In a world where human originality and problem-solving are increasingly valuable, we can’t afford to only hire the best small talkers.
Final Thought: Hire the Brain, Not the Banter
The next time a candidate seems “awkward” in an interview, pause before your unconscious bias clicks into gear.
Ask yourself: Am I judging their ability to do the work—or their ability to entertain me in a five-minute performance?
Autistic candidates don’t need fixing.
The hiring process does.
And the first step to fixing it is to stop forcing people to choose between belonging and being.
Be Well, Stay Kind, and Godspeed.
References
Botha, M., & Frost, D. M. (2020). Extending the minority stress model to understand mental health problems experienced by autistic people. Society and Mental Health, 10(1), 20–34. https://doi.org/10.1177/2156869318804297
Cage, E., & Troxell-Whitman, Z. (2019). Understanding the reasons, contexts and costs of camouflaging for autistic adults. Journal of Autism and Developmental Disorders, 49(5), 1899–1911. https://doi.org/10.1007/s10803-018-03878-x
Cassidy, S., Bradley, L., Robinson, J., Allison, C., McHugh, M., & Baron-Cohen, S. (2018). Suicidal ideation and suicide plans or attempts in adults with Asperger’s syndrome attending a specialist diagnostic clinic: A clinical cohort study. The Lancet Psychiatry, 1(2), 142–147. https://doi.org/10.1016/S2215-0366(14)70248-2
DeBrabander, K. M., Morrison, K. E., & Sasson, N. J. (2023). First impressions of autistic adults are consistently negative across multiple levels of exposure. Autism, 27(1), 120–133. https://doi.org/10.1177/13623613221113888
Grossman, R. B. (2025). Why people with autism struggle to get hired − and how businesses can help by changing how they look at job interviews. The Conversation, April 17, 2025.

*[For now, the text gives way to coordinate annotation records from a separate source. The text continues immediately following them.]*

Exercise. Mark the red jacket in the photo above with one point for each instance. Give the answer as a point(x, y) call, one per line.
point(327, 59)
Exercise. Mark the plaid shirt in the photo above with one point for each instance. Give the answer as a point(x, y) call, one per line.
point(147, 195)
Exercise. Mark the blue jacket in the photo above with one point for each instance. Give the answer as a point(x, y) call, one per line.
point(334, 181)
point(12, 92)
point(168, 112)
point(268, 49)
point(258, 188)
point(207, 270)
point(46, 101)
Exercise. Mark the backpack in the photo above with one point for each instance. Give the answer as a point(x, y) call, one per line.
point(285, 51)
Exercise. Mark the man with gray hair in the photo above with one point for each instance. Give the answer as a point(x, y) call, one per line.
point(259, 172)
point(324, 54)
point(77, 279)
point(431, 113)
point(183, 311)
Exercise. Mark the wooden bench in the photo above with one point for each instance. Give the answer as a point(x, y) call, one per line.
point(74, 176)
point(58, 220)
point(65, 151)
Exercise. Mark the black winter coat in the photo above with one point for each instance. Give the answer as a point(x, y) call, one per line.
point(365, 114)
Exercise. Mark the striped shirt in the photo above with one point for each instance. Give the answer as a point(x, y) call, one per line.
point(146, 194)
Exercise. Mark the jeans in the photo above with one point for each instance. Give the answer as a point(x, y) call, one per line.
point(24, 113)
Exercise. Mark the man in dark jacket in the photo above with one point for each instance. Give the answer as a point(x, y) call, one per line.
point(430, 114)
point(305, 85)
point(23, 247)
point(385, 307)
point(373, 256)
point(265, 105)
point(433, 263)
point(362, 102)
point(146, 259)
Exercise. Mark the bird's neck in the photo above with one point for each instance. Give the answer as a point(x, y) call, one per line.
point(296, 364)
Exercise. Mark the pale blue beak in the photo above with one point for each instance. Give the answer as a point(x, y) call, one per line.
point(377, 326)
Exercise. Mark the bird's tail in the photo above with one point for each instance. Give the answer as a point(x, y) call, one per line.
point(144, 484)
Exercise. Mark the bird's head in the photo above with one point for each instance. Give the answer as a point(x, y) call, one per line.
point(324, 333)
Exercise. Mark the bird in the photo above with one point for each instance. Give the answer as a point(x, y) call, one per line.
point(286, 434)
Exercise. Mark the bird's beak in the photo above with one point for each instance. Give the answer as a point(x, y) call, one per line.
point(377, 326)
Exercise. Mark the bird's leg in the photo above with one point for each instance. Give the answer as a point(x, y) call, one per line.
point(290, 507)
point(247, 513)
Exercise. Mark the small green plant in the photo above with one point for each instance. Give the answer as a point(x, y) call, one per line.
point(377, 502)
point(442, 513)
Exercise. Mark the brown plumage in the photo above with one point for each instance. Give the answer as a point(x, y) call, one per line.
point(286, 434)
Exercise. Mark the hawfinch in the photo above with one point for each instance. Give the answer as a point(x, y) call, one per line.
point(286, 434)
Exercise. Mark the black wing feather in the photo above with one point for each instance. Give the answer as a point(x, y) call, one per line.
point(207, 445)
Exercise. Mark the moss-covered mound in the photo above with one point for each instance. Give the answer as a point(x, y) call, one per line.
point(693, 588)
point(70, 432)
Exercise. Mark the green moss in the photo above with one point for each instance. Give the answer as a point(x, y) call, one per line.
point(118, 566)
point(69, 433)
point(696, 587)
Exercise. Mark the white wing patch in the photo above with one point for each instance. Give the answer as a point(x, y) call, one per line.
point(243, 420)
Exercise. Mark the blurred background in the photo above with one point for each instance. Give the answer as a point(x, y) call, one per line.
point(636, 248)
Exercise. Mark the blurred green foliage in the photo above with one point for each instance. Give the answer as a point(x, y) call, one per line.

Hull, L., Petrides, K. V., & Mandy, W. (2017). The female autism phenotype and camouflaging: A narrative review. Review Journal of Autism and Developmental Disorders, 4(4), 306–317. https://doi.org/10.1007/s40489-017-0120-6
Schmidt, F. L., & Hunter, J. E. (1998). The validity and utility of selection methods in personnel psychology: Practical and theoretical implications of 85 years of research findings. Psychological Bulletin, 124(2), 262–274. https://doi.org/10.1037/0033-2909.124.2.262
Wingfield, A. H. (2019). Flatlining: Race, work, and health care in the new economy. University of California Press.